Public and private interests presented in meetings with federal government
Local leaders traveled today to Washington D.C. to advocate on behalf of Innovate Mound, an infrastructure project designed to transform Mound Road between I-696 and M-59 into a state-of-the-art corridor.
The purpose of the trip is to provide influencers and decision makers with details about the planned project as well as an opportunity to meet business leaders who rely on Mound Road for everyday operations.
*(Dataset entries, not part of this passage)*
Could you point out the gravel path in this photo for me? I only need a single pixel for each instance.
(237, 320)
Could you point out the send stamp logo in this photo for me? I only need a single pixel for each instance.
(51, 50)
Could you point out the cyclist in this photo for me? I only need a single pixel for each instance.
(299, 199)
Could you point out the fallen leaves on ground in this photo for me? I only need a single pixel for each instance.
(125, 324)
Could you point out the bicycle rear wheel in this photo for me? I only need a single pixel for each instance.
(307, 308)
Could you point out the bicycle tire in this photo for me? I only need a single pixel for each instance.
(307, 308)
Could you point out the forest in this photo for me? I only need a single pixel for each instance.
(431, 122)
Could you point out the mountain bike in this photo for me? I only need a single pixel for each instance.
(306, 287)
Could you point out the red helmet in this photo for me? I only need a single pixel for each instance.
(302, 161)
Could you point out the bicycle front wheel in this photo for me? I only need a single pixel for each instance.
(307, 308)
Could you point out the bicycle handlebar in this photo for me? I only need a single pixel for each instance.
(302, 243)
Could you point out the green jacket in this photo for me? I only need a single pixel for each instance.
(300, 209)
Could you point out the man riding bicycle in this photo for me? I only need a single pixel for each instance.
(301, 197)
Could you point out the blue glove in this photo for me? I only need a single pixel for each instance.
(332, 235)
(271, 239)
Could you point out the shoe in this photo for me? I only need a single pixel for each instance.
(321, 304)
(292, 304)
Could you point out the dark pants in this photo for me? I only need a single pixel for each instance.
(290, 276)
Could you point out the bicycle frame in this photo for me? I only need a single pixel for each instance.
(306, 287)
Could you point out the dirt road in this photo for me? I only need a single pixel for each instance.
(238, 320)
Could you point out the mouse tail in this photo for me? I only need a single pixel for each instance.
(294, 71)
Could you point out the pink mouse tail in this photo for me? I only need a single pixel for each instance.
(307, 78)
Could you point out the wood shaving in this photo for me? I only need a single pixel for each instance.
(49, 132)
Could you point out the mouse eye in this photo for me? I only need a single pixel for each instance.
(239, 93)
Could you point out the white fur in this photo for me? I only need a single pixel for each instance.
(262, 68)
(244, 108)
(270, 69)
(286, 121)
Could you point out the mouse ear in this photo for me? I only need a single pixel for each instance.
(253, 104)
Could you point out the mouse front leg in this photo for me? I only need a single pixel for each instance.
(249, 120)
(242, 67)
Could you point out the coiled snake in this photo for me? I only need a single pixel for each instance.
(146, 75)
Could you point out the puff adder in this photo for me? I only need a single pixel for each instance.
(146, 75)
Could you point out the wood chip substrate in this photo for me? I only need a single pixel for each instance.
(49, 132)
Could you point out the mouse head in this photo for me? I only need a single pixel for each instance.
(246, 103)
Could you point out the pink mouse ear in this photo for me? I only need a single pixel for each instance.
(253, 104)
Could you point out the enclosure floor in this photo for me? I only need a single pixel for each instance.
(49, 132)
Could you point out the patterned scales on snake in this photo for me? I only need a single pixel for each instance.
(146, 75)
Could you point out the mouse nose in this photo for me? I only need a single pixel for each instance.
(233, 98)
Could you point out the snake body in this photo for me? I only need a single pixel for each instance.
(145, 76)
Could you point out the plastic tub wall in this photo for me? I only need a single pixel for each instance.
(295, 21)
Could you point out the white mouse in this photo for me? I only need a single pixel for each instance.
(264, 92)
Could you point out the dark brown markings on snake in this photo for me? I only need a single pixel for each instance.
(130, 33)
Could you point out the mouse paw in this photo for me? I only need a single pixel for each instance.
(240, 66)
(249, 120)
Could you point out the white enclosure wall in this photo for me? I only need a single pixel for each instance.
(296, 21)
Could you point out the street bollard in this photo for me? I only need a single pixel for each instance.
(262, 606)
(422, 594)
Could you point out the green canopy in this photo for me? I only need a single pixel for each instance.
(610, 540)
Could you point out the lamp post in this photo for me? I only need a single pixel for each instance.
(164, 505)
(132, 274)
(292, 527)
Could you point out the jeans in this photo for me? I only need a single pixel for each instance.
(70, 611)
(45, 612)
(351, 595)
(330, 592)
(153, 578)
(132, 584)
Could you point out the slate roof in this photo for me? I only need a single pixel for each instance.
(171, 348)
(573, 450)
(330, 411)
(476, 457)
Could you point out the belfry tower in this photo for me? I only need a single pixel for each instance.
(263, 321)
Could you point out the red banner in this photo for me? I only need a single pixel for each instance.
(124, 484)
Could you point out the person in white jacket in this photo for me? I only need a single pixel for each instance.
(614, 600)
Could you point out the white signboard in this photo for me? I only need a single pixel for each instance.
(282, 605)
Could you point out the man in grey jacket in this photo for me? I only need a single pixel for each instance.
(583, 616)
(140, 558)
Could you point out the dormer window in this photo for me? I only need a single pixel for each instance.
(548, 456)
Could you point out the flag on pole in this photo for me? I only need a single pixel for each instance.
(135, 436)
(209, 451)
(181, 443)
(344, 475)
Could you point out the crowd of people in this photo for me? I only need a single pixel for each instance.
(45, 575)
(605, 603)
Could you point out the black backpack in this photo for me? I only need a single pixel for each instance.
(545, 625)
Key talking points will include the multi-modal improvements and Intelligent Transportation Systems integrations; the importance of the defense corridor to the local and national economies; and impact of critical infrastructure on safety, jobs and business development.
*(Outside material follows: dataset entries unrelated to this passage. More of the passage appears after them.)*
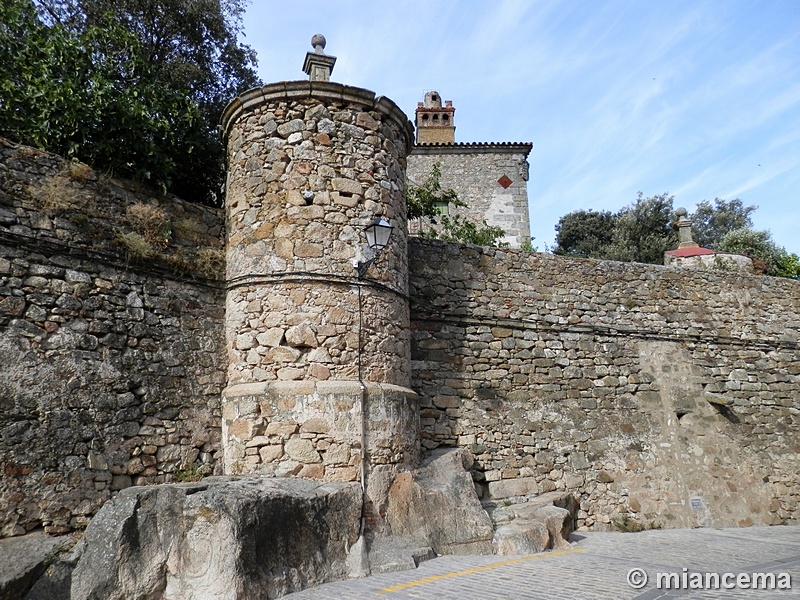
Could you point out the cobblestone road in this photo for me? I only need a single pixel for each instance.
(596, 567)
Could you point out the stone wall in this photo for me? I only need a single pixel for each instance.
(668, 395)
(490, 178)
(111, 340)
(319, 358)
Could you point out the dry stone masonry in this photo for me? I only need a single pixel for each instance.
(319, 360)
(664, 394)
(567, 392)
(110, 371)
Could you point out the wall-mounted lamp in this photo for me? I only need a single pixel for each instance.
(378, 234)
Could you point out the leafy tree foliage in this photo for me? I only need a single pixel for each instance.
(584, 233)
(133, 87)
(428, 203)
(711, 222)
(641, 232)
(759, 246)
(644, 231)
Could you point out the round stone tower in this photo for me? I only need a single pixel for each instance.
(319, 357)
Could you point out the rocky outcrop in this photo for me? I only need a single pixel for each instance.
(527, 525)
(23, 560)
(222, 538)
(436, 505)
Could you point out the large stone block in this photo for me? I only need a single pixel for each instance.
(223, 537)
(436, 505)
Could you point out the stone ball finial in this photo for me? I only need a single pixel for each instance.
(318, 42)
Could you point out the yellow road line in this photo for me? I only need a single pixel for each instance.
(514, 561)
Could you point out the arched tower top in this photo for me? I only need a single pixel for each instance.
(435, 122)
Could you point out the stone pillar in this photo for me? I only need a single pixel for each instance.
(311, 164)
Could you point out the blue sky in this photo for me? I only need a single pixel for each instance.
(700, 99)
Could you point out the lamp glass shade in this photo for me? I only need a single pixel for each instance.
(378, 233)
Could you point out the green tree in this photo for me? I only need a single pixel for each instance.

“Our representation as a united front is critical to the success of this project moving forward,” said County Executive Mark A. Hackel. “The cities of Warren and Sterling Heights, together with Macomb County, will have delegates on behalf of the public. We’re pleased to have many key players from our local business community participating as well. We have all the right elements in order and it is now time to build our personal relationships.”
Others involved in the trip include Sterling Heights Mayor Michael Taylor; Alison Jones, director of Government Relations for Ford Motor Company; Valerie Knol, manager of State and Local Government Relations for Fiat-Chrysler Automobiles; Ron Lamparter, chairman of the Defense Corridor Center for Collaboration and Synergy (DC3S); Ron Klinger, vice president of AM Specialties, Inc. and KB Tool & Die, Inc.; and others.
Meetings have been scheduled with the Office of Infrastructure Finance and Innovation to discuss TIGER/FASTLANE grants as well as funding for Defense Access Roads. Additional meetings have been scheduled with elected officials including Sen. Debbie Stabenow, Sen. Gary Peters, Rep. Sander Levin and Rep. Paul Mitchell.
Innovate Mound officially kicked off in December 2016. The design considerations tentatively in place for this project include complete roadway surface reconstruction, widening north of 17 Mile Road, landscaping, lighting, signs, driveway controls, additions of non-motorized facilities, 10-foot-wide safety path along the bike trail or corridor, connections to trail network and improvements to transit stops. This corridor could also be equipped with smart-street technology to include computerized traffic signal systems, real-time traffic speed monitoring, cameras, communications to signals and more. This technology would be able to increase emergency management and enhance safety and mobility.
The cost of the planned improvements is an estimated $217 million.